Rendement et sécurité

C’est ce que me promet une société financière bien sous tous rapports à la seule condition d’investir dans un secteur en plein développement, le marché des EHPAD, dont on parle beaucoup en ce moment, et malheureusement pas en aussi bons termes qu’on le souhaiterait. La publicité que j’ai reçue dans ma boîte mail est pourtant très alléchante. On me promet même une prime de 80 euros dès l’ouverture d’un compte d’investissement avant la fin du mois, sans compter les nombreux avantages de la formule.

Le rendement peut atteindre jusqu’à 5,80 % l’an, alors que les produits d’épargne étaient encore plafonnés jusqu’au mois dernier à 1 %, la revalorisation à 2 % étant « oubliée » dans le prospectus, et le maximum d’investissement peut atteindre 200 000 euros, ce qui ne risque guère de m’arriver, ni à la plupart des petits épargnants visés par ce produit, pas plus que de bénéficier d’une réduction d’impôt de 33 000 euros. Vous l’aurez compris, il s’agit d’offrir une échappatoire de déduction fiscale aux personnes aisées qui ne sauraient plus quoi faire de leur argent. Oublions un instant la notion d’injustice sociale et fiscale qui permet aux riches de devenir encore plus riches, sans profit aucun pour les plus pauvres, avec la bénédiction de l’état. Ce retour sur investissement, qui va le payer, sinon les familles des personnes assignées à résidence qui payent fort cher un service dont on découvre chaque jour les insuffisances ? Alors quand j’entends un ancien ministre de la Santé, qui se prétendait socialiste, Claude Évin pour le nommer, affirmer que le statut public ou privé n’a aucun rôle dans la crise actuelle, je commence par sursauter avant de me pincer. Bien sûr qu’il n’est pas indifférent qu’un établissement accueillant des personnes âgées soit à but lucratif ou non.

Pour garantir un rendement élevé aux investisseurs et engraisser les sociétés gestionnaires des établissements privés, il faut gratter sur tout et notamment sur le budget « personnel », très généralement sous-doté.
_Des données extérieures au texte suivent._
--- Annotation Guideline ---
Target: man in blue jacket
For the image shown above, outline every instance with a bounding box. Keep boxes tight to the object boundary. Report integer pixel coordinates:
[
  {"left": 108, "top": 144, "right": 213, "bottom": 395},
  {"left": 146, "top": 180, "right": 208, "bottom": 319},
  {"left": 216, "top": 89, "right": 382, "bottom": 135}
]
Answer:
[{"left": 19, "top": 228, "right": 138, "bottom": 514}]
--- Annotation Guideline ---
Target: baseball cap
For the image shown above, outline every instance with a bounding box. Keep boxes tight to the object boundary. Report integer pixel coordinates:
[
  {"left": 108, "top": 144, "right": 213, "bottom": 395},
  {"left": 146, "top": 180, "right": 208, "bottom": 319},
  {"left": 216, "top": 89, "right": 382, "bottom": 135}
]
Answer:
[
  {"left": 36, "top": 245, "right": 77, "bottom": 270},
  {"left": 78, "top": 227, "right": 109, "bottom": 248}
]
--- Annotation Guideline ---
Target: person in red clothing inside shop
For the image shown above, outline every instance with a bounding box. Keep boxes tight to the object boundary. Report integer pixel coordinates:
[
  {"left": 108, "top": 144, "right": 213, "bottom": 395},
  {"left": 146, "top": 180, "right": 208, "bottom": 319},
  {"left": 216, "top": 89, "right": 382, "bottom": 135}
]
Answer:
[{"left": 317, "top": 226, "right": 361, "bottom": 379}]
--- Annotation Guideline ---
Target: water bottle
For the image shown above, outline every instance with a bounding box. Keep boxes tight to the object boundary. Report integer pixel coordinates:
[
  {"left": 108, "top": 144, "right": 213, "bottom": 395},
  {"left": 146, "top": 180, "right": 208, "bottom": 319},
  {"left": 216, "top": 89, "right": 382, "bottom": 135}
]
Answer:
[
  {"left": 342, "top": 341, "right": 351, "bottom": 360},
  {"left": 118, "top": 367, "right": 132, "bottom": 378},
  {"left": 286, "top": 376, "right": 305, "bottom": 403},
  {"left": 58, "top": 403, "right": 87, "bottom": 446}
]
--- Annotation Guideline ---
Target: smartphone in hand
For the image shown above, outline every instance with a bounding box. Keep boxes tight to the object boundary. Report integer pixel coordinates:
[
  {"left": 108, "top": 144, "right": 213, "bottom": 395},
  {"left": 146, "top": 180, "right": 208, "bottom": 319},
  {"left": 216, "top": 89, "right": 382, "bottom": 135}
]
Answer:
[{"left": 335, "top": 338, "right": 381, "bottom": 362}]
Il est vrai que les restrictions budgétaires dans le public entraînent aussi des dysfonctionnements. À ce sujet, on s’interroge sur la ministre chargée de l’Autonomie, qui semble découvrir le problème, pourtant patent depuis de nombreuses années. Soit elle est incompétente, soit elle sous-estime sciemment une situation connue en signe d’allégeance à la nouvelle majorité qu’elle a rejointe courageusement en reniant ses engagements précédents. Si les groupes Orpea et Korian sont actuellement les plus en vue, en tête du palmarès de la honte, ils ne sont que la pointe de l’iceberg, dont on a pu mesurer partiellement l’importance à l’occasion de la crise du Covid. Le point central des dysfonctionnements réside dans l’insuffisance de personnel, qui fait pourtant tout son possible, et parfois au-delà. En moyenne, les établissements français comptent une soixantaine de personnes encadrantes pour 100 résidents, quand le Danemark en prévoit 100 et l’Allemagne 120, soit le double. Avec la meilleure volonté du monde, le personnel est débordé et devient inéluctablement maltraitant, faute de temps.